The Conservative MP was nominated for his speech on 7 December 2010 during the debate on the European Union Bill.
Prime Minister David Cameron was also nominated in the same category but they both lost out to David Crausby MP.
The Labour MP for Bolton NE won for the speech he gave about his late father's D-Day experiences during World War II and the aftermath for him.
Mr Rees-Mogg was voted into Parliament for the first time in 2010.
Over the past 14 months he has gained a reputation for his "colourful and evocative" speeches which draw on history and contemporary culture.
Mr Rees-Mogg has put his skills as an orator down to accumulating "a lot of useless knowledge, some of which could be used relevantly to illustrate a point".
Kerry McCarthy, the Labour MP for Bristol East, said: "He's established himself as a Commons character, he's a very good off-the-cuff speaker and he's one of the few where people look forward to hearing him speak.

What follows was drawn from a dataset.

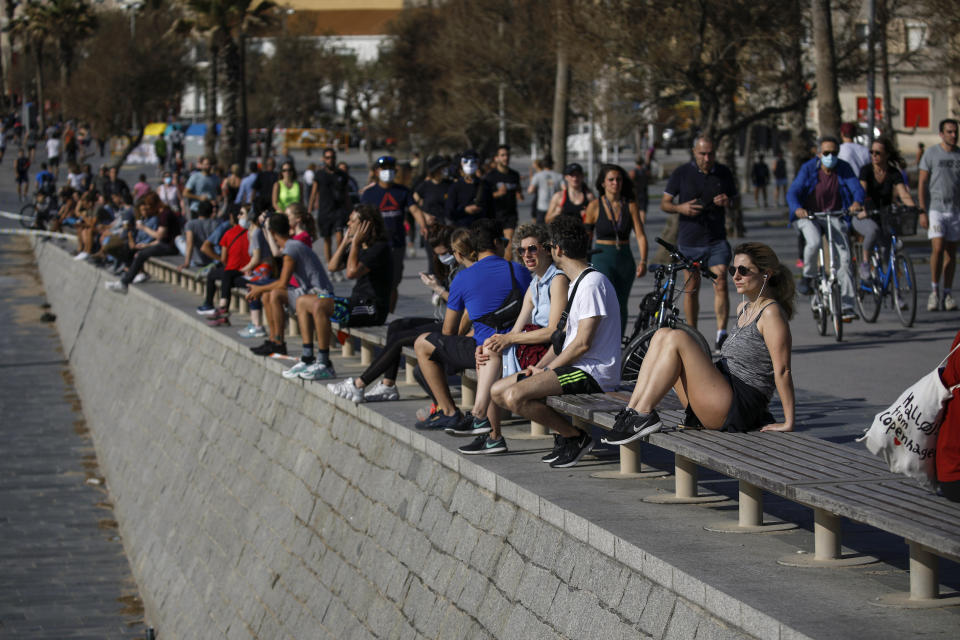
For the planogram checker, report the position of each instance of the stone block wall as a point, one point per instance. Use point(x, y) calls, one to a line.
point(256, 507)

"It's partly because he's eccentric, funny, and people are not sure what he's going to come out with."
During his election campaign, Mr Rees-Mogg attracted criticism from rival Labour candidate Dan Norris for referring to people who had not attended Oxford or Cambridge universities as "potted plants".
Four MPs were nominated for the Speech of Year category in The House awards.
Mr Cameron had been nominated for his historic apology for the 14 killings at the hands of the armed forces in Londonderry on Bloody Sunday.
The award was announced in the House of Commons.